Thousands
of horses and cattle, now crossed and improved, are wealth wandering
at will on every side. Hardin's dark eyes grow eager and envious.
He gazes excitedly on this lordly domain. Suppose Valois should never
come back. This would be a royal heritage. He puts the maddening
thought away. Within a few miles, mill and flume tell of the tracing
down of golden quartz lodes. The pick breaks into the hitherto
undisturbed quartz ledges of Mariposa gold. Is there gold to be
found here, too? Perhaps.
Only an old prating priest, a simple woman, and an infant, between
him and these thousands of rich acres, should Valois be killed.
Philip Hardin becomes convinced of final defeat, as 1863 draws to
a close.
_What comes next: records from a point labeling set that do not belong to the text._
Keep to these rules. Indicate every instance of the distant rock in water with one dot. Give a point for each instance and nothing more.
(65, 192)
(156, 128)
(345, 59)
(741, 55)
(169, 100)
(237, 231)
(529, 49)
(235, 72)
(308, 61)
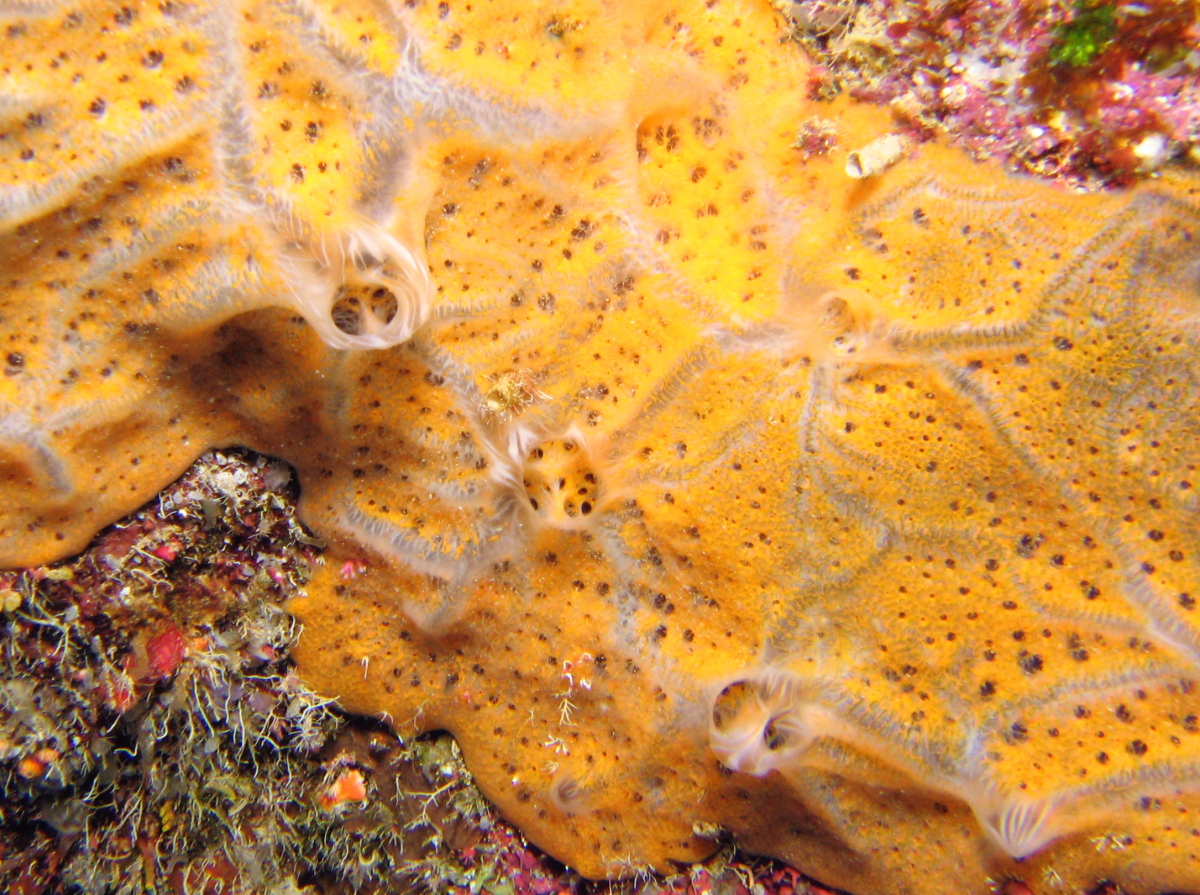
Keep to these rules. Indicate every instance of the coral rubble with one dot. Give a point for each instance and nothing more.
(736, 462)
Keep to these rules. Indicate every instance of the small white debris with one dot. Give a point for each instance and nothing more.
(876, 156)
(1151, 151)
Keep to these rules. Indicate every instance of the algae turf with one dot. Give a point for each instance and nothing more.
(154, 736)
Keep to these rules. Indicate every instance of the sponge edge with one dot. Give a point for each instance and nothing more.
(359, 289)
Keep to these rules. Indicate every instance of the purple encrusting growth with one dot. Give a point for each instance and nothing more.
(1087, 92)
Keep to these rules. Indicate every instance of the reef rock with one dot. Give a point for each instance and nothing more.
(693, 482)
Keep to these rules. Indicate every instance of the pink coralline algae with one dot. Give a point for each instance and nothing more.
(1092, 94)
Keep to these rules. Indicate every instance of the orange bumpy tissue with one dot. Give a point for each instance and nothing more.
(691, 478)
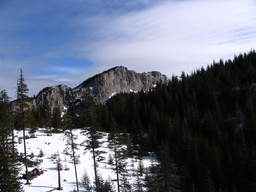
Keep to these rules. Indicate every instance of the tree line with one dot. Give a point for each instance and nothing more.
(202, 127)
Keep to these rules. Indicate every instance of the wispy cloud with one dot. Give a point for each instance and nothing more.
(177, 35)
(66, 41)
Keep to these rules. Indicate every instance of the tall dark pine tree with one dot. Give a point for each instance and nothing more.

The days of Gettysburg and Vicksburg ring the knell of
the Confederacy. Even the prestige of Chancellorsville, with its
sacred victory sealed with Stonewall Jackson's precious blood,
was lost in the vital blow delivered when the columns of Longstreet
and Pickett failed to carry the heights of Gettysburg.
The troops slain on that field could never be replaced. Boyhood
and old age, alone, were left to fill the vacant ranks. Settling
slowly down, the gloomy days of collapse approach.
While Lee skilfully faced the Army of the Potomac, and the Confederacy
was drained of men to hold the "sacred soil," the Western fields
were lit up by the fierce light of Grant and Sherman's genius.